Как в интеллигентской полудиссидентской традиции оценивается труд идеологических надсмотрщиков? Как о них пишут? Правильно — с ненавистью или сарказмом. Ерофеев выбирает мягкую иронию.
“У мамы была интересная работа. Она читала то, что никто не мог читать, за что немедленно могли бы расстрелять. Скромная избранница, младшая богиня, сопричастная тайне мироздания в небоскребе на Смоленской площади, она читала американские газеты и журналы, выискивая клевету на Советский Союз и резюмируя ее начальству отдела печати” — так охарактеризован труд мидовского референта, имеющего “допуск” к заграничной прессе, который выдается, понятно, только очень проверенным товарищам, прошедшим тщательный отбор в соответствующих органах. “Американцы вели себя некрасиво, клеветали обильно... Но от мамы американская клевета отлетала, как от стенки горох. Она понимала, что сибирские стройки коммунизма — это вам не лагеря смерти”.
Близорукость достаточно образованного человека, имеющего доступ к информации и не способного ее усвоить, изображается без всякого нажима и пафоса. “Они не использовали систему, как проходимцы, а пропитывались ею насквозь и видели ровно то, что она хотела, чтобы они видели”, — размышляет Ерофеев уже в связи с карьерой отца, которая складывается из цепи случайностей, блестяще использованных человеком с незаурядной волей и работоспособностью.

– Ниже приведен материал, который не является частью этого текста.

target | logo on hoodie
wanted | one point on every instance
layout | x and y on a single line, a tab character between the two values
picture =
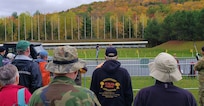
110	86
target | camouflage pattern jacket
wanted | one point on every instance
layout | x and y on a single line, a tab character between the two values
62	91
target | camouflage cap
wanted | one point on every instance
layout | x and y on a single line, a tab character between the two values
65	60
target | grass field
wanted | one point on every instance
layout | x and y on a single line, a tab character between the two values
189	83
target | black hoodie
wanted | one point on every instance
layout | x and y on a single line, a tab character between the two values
112	84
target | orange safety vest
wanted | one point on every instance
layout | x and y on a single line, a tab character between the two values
45	73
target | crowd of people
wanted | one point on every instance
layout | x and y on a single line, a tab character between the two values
24	81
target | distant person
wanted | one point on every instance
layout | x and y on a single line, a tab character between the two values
97	51
29	70
2	53
9	77
164	93
42	61
62	90
177	62
111	83
199	66
79	75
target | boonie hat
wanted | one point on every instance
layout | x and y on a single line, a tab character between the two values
2	48
165	68
22	45
65	60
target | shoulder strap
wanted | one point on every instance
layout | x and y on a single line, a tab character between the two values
21	97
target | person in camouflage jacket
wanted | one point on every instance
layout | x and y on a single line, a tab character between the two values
63	91
199	66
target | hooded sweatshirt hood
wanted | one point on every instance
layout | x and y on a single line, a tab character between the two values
111	66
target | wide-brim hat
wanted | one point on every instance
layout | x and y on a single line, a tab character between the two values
65	60
165	68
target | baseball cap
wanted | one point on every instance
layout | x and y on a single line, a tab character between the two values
111	53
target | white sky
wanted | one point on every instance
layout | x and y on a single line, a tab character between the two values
7	7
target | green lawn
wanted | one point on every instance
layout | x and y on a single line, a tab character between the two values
190	83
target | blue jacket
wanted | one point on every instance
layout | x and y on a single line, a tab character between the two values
29	72
112	84
164	94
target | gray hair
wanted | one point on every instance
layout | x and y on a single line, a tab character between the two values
8	74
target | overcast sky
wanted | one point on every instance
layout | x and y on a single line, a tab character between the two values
7	7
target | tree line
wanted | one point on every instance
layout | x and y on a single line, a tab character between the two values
181	25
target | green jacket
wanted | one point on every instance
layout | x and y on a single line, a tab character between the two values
62	91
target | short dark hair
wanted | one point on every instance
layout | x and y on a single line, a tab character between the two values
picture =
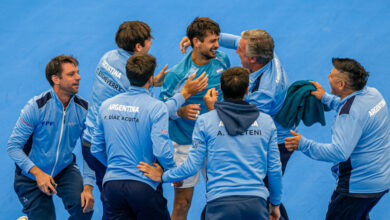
54	67
200	27
259	44
356	74
132	32
139	68
234	83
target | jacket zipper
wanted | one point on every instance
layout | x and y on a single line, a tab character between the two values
59	142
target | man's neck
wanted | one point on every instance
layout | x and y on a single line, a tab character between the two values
64	98
255	67
346	93
198	58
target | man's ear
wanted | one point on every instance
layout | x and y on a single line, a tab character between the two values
195	42
252	59
342	84
55	79
138	47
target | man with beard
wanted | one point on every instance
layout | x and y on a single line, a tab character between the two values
203	34
132	37
360	147
42	143
268	82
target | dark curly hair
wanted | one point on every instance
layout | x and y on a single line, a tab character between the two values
132	32
200	27
234	82
357	75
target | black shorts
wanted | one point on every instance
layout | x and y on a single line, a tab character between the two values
130	199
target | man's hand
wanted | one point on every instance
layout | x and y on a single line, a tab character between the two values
152	172
274	212
192	87
178	184
87	200
319	93
184	44
210	98
45	182
159	79
292	143
189	112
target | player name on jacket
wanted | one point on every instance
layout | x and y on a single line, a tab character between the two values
247	132
111	69
123	108
123	118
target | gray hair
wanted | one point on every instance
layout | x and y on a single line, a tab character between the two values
259	44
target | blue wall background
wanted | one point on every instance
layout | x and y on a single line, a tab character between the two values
307	35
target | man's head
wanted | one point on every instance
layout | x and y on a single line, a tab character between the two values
134	36
204	35
235	83
140	69
347	76
255	47
63	74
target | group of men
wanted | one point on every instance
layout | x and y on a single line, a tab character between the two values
220	121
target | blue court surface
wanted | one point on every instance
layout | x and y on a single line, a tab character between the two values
307	35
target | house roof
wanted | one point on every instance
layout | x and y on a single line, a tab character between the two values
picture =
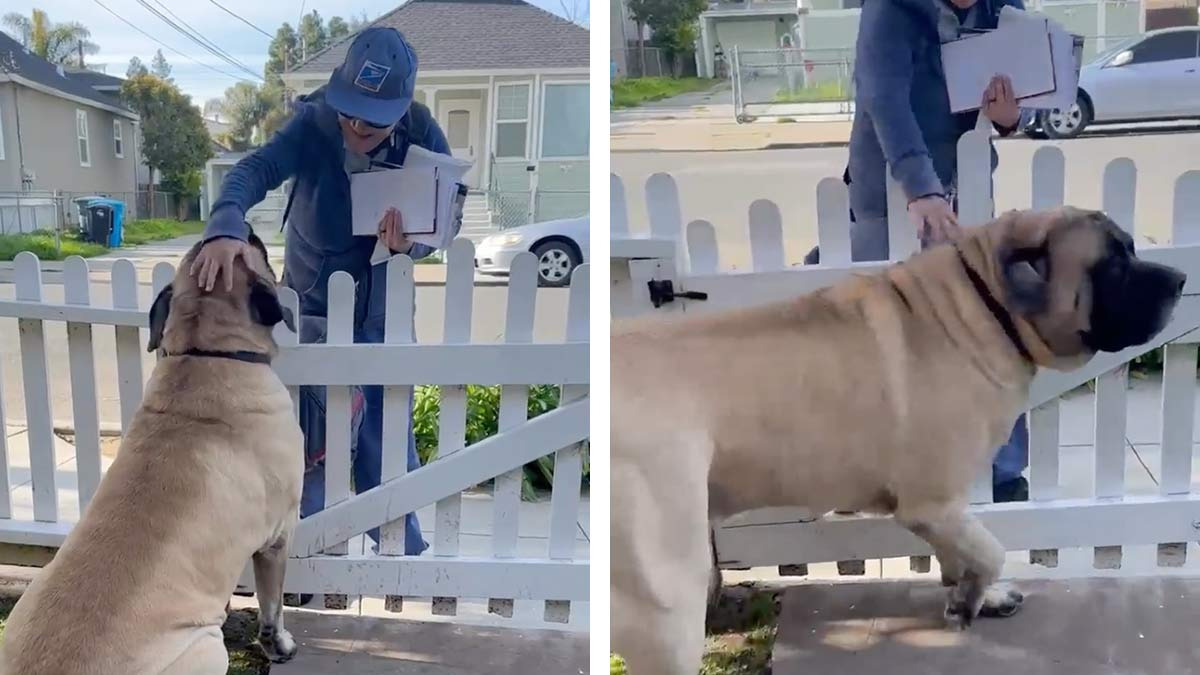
99	81
474	35
33	71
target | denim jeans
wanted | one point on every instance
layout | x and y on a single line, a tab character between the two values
367	444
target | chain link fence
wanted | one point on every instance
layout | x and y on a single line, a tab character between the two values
789	82
25	211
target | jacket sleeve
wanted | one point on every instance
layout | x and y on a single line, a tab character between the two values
436	141
249	181
885	84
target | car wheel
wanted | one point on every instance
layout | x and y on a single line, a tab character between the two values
1069	123
556	262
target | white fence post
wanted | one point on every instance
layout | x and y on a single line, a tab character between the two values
76	291
399	329
42	459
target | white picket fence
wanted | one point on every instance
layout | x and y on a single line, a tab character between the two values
505	577
1110	532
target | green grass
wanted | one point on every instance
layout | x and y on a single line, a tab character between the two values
41	244
136	233
634	91
822	91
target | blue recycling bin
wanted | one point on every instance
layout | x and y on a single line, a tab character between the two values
115	233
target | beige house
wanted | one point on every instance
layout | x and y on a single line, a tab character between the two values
508	83
59	133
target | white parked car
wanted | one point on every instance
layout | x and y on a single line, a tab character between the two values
1153	77
561	246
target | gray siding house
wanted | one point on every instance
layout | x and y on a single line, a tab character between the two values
59	133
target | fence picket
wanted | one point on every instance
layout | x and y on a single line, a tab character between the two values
618	210
1048	177
82	357
1110	431
665	213
399	329
833	221
37	390
1177	416
514	412
903	239
975	178
129	340
565	497
1120	191
339	330
702	250
766	230
453	417
1186	209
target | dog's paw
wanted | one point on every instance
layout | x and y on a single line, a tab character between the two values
1001	602
279	645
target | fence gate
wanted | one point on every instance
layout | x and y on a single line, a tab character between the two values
520	567
1107	532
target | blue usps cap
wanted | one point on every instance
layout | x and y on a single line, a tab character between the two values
376	81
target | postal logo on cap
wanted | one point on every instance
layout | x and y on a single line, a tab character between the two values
371	76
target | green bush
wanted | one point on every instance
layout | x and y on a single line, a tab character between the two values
483	420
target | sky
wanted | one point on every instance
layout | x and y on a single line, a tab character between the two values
118	42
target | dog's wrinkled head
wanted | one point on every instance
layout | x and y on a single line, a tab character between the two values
1075	278
184	316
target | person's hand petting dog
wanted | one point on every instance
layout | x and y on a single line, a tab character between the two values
1000	103
391	232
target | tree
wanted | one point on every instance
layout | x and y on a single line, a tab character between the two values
337	29
174	139
673	23
282	54
160	67
136	67
65	43
312	35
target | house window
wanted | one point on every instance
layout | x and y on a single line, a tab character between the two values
511	120
82	137
118	139
564	121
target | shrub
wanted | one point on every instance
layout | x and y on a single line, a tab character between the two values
483	420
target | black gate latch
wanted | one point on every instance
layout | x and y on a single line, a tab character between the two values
663	291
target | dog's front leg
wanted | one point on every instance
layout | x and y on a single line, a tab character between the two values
270	566
975	559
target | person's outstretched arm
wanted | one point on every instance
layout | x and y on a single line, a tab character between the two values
883	76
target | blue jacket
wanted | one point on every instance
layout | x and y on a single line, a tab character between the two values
310	148
901	109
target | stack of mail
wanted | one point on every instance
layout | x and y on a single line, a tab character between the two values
427	191
1037	54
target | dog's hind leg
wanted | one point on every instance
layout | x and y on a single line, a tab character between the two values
270	565
959	537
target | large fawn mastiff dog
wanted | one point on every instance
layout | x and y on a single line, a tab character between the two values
207	477
886	393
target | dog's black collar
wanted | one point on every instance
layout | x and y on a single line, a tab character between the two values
239	356
997	310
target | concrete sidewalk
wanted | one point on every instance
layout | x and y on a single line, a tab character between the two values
385	646
697	135
1072	627
147	256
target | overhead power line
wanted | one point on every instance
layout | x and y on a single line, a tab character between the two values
234	15
126	22
199	40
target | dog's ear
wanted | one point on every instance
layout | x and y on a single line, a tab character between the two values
267	309
159	312
1026	280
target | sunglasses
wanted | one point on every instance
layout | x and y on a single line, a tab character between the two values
363	121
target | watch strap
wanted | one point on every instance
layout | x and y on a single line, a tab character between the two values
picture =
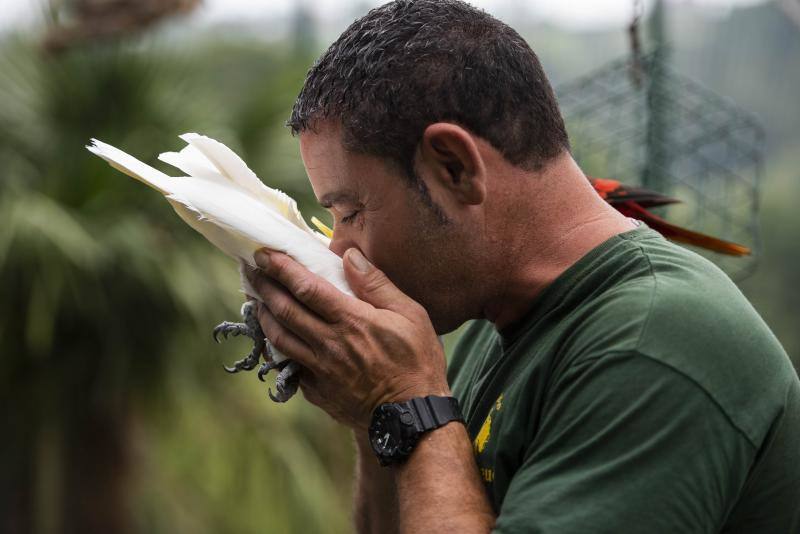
433	412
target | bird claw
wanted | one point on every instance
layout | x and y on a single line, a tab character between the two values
265	368
227	328
287	382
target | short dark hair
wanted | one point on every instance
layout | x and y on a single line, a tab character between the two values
410	63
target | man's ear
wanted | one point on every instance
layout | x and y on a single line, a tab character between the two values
452	157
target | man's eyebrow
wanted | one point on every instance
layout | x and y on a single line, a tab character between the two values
336	197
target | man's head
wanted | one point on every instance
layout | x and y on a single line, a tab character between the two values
417	109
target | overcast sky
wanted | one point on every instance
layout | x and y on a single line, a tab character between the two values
573	13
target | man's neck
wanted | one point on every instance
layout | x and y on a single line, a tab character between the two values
567	219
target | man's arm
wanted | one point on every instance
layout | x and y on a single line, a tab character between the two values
360	353
375	495
438	488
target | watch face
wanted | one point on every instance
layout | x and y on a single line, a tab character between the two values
389	431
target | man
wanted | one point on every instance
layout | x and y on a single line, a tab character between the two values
613	382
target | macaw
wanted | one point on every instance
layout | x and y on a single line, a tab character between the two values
634	201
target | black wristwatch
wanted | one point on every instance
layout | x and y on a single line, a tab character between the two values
397	426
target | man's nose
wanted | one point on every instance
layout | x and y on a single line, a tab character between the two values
340	243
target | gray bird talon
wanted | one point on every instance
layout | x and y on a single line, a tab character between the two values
287	381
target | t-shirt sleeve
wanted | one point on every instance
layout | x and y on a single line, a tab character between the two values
627	444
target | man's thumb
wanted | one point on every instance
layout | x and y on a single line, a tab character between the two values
371	285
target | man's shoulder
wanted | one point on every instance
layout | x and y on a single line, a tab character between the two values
686	314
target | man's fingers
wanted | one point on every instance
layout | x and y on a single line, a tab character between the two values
288	311
371	285
284	340
315	292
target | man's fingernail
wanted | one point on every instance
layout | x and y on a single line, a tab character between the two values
358	260
261	258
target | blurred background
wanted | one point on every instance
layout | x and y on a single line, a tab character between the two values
117	415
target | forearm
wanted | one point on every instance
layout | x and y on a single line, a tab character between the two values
438	488
375	500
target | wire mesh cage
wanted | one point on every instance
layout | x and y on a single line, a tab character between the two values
644	124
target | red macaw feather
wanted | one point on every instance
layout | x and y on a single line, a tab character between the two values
634	201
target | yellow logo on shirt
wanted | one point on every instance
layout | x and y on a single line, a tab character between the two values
486	429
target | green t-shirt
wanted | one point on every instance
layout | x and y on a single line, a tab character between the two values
641	393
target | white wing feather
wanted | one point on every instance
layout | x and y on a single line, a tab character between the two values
230	206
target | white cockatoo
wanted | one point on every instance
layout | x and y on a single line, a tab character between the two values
226	202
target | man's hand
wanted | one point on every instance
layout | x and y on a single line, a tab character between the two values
356	354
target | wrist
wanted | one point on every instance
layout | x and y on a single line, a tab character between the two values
397	427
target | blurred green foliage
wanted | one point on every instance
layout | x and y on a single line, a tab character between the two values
119	416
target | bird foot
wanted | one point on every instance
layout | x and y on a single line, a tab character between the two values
287	381
250	328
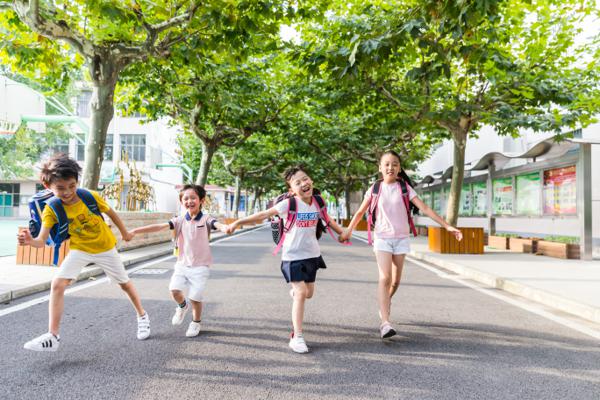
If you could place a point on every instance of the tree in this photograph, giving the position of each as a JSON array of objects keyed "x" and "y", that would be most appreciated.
[
  {"x": 459, "y": 65},
  {"x": 109, "y": 36}
]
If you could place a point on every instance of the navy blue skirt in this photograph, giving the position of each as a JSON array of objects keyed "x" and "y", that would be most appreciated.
[{"x": 302, "y": 270}]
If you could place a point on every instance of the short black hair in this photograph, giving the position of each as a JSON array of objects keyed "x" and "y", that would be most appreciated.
[
  {"x": 200, "y": 191},
  {"x": 59, "y": 166},
  {"x": 291, "y": 171}
]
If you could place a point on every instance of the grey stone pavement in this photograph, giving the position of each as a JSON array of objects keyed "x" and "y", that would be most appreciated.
[{"x": 454, "y": 342}]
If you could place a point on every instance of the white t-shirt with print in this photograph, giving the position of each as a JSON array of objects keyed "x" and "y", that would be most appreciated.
[{"x": 300, "y": 242}]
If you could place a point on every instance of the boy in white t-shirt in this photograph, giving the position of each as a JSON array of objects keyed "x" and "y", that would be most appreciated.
[
  {"x": 194, "y": 258},
  {"x": 301, "y": 255}
]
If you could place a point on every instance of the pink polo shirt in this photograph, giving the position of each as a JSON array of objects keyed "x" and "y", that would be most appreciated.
[
  {"x": 194, "y": 250},
  {"x": 391, "y": 217}
]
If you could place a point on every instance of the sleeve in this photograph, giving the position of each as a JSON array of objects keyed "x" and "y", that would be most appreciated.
[
  {"x": 48, "y": 218},
  {"x": 411, "y": 192},
  {"x": 282, "y": 208},
  {"x": 102, "y": 204},
  {"x": 211, "y": 221},
  {"x": 368, "y": 193}
]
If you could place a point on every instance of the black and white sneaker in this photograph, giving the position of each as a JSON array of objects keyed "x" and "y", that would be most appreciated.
[{"x": 45, "y": 342}]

Сын бухгалтера-железнодорожника и мелкой служащей с четырьмя классами образования, Владимир Ерофеев, сложившийся “советский человек”, волевой комсомолец, “закончивший школу на одни пятерки”, не имея призвания к филологии, равнодушный к художественной литературе, поступает, однако, на филфак Ленинградского государственного университета, “чтобы во имя мировой революции выучить испанский язык”. Война в Испании тем временем кончается, Владимир Ерофеев начинает учить французский — и здесь его жизнь меняется: второкурсник получает предложение переехать в Москву и продолжить образование на Переводческих курсах при ЦК ВКП(б).
Далее — война, спецотряд, где идет подготовка к диверсионной работе в тылу врага, неудачный прыжок с парашютом, оказавшийся спасительным: переломанная нога и угроза ампутации предотвратили переброску через линию фронта с обреченной группой, случайное же приглашение в МИД, отправка в Швецию вместе с едва не потопленным английским конвоем, работа с легендарной Коллонтай, отзыв из Швеции: Молотову срочно требуется референт с французским языком, и выбор падает на молодого дипломата. В судьбе этой много неясностей. И прежде всего: что это за случайности в жизни простого советского комсомольца, в одночасье превращающие его в курсиста привилегированной школы ЦК, в дипломата, отправленного в разгар войны за рубеж, в референта Молотова, в переводчика Сталина? Почему после смерти Сталина и падения покровителя — Молотова Владимира Ерофеева не только не отправили вслед за патроном — его карьерный рост неуклонно продолжался, менялись только дипломатические должности и страны. Повествователь объясняет взлет своего героя его волевыми качествами, “быстрым умом, невероятной работоспособностью, оптимизмом, обаянием”, наконец, преданностью власти и лично “товарищу Сталину”. Хорошее объяснение. Как пелось в песне тех лет: “Молодым везде у нас дорога”. Ну прямо кинофильм “Светлый путь”.